Planner Behavior and Coordination Path Analysis
The planner's routing strategy is substantiated across benchmarks: selection frequencies for coordination paths correlate with task domain and complexity. Expert-level questions (MMMU) favor visual-thought construction, while recognition and commonsense datasets (MMBench-EN, MMStar) are dominated by direct answering. Conditional accuracy remains high across all selected paths, affirming the alignment between input characteristics and coordination strategy. Planner ablations confirm that neither raw learned scores nor bucket-only routing are sufficient. Deployable planners combining both mechanisms outperform fixed-path and domain-adapted variants.
Figure 3: Planner behavior across benchmarks and validation transfer, reporting selected path distributions and conditional accuracies.
Efficiency and Token-Accuracy Tradeoff
Adaptive coordination is realized without inflating output length. UniPath maintains or improves accuracy using fewer output tokens compared to fixed or interleaved reasoning post-training baselines (e.g., IRG, UniCoT), positioning results closer to the upper-left region of the token-accuracy frontier. This outcome demonstrates that adaptive selection of reasoning paths is more effective and efficient than uniform, lengthy coordination traces.
Figure 4: Accuracy versus average output-token cost on understanding benchmarks, highlighting efficiency of adaptive path selection.
Qualitative analyses confirm that path-specific execution provides interpretable intermediate reasoning traces. For instance, visual-thought construction successfully disentangles complex circuit diagrams, while hypothesis-based paths support explicit visual comparison among plausible alternatives. These coordinated behaviors expose why and how each reasoning path was favored for a given input, exposing task-specific strategy as an interpretable diagnostic asset.
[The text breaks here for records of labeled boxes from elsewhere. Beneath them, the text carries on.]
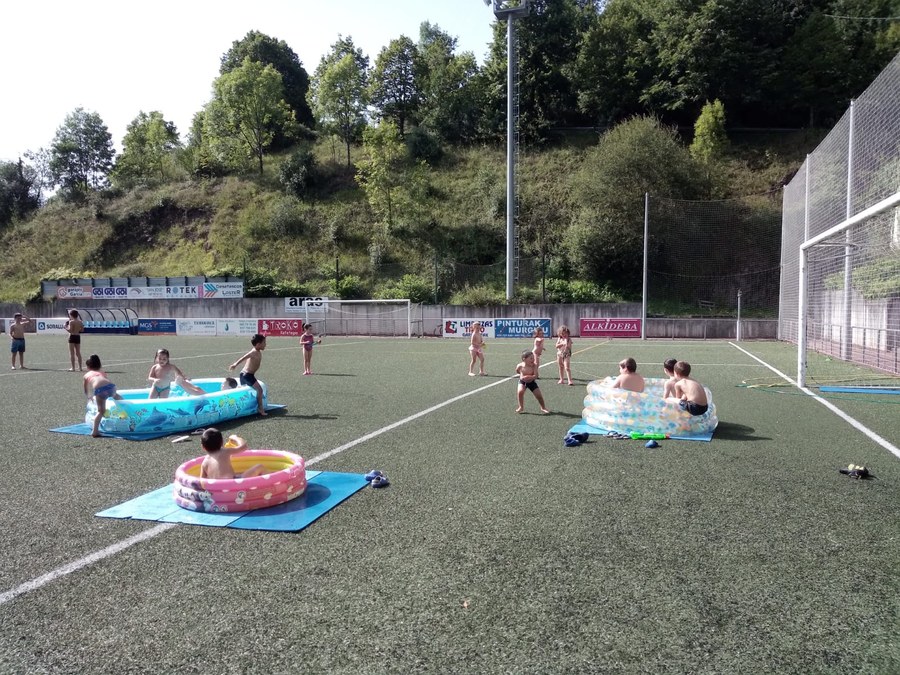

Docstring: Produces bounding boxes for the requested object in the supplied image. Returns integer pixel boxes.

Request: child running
[147,349,206,398]
[469,321,487,377]
[674,361,709,417]
[300,323,322,375]
[9,312,31,370]
[200,427,265,480]
[516,352,550,415]
[531,326,544,379]
[556,324,574,387]
[84,354,122,438]
[228,333,268,417]
[66,309,84,373]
Implications, Limitations, and Future Work
Theoretically, UniPath elevates coordination policy to a central modeling problem for UMMs, demonstrating that explicit path selection augments both accuracy and interpretability. Practically, the planner-executor paradigm supports efficiency, modularity, and robustness across multimodal domains. The main limitation is the current gap between deployable planners and oracle routing, driven by expensive supervision requirements and domain generalization challenges. Future research should develop cost-effective path supervision methods and planners with improved cross-domain robustness.
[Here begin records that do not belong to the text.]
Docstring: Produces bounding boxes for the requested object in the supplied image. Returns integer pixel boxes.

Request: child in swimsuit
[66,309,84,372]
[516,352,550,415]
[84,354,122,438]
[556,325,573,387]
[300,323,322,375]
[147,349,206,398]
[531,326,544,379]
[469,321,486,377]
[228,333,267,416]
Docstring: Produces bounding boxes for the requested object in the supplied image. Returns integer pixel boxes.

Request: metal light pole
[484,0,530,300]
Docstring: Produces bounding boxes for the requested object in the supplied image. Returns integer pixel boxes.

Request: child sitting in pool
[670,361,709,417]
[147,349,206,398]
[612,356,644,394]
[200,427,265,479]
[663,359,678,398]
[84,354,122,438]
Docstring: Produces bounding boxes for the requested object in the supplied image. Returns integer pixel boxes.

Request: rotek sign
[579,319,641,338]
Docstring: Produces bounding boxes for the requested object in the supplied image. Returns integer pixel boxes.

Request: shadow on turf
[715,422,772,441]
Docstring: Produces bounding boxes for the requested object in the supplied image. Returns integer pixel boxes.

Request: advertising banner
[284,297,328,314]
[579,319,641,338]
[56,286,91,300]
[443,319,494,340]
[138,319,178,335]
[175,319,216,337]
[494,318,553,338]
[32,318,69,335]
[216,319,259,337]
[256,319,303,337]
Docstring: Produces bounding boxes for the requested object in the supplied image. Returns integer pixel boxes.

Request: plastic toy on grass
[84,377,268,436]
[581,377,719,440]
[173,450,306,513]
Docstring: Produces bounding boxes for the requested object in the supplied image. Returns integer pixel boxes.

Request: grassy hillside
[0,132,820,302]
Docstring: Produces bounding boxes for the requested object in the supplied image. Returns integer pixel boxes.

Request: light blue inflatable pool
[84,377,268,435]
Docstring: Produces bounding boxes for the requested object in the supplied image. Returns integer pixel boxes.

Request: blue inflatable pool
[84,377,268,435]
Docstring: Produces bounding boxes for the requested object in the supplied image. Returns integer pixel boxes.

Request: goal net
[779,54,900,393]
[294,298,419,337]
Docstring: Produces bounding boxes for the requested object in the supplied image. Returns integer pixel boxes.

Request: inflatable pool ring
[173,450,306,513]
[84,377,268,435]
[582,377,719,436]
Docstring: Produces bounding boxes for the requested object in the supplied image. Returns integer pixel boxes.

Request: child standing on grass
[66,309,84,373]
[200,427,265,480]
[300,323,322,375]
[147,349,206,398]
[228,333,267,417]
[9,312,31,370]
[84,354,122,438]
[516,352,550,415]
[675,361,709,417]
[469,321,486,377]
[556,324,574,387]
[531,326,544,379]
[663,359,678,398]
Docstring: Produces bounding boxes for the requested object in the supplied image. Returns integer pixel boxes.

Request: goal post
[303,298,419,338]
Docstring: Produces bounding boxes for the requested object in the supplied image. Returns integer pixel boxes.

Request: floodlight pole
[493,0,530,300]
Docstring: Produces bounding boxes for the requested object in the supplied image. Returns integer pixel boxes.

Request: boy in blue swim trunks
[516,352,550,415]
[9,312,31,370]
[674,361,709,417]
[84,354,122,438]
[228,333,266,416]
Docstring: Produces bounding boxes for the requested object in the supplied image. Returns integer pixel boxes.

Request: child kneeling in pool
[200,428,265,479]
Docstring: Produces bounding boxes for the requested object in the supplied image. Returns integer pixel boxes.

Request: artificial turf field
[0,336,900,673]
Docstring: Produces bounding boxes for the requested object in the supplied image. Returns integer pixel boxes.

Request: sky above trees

Advancements in adaptive coordination are expected to drive next-generation UMMs toward more selective computation, explainable intermediate behaviors, and efficient inference. Conversely, improvements in path selection could increase the risk profile of multimodal systems if misapplied. Careful evaluation and safeguard strategies will become increasingly vital as adaptive reasoning becomes standard across high-stakes verticals.
Conclusion
UniPath establishes adaptive coordination-path selection as a key driver of unified multimodal reasoning. By formalizing and empirically validating coordination-path diversity, the planner-executor architecture delivers superior task-level performance, efficient inference, and interpretable execution traces. Remaining challenges in planner generalization and supervision cost underscore future research directions; nonetheless, UniPath provides a robust foundation for the principled orchestration of understanding and generation in unified multimodal models (2605.11400).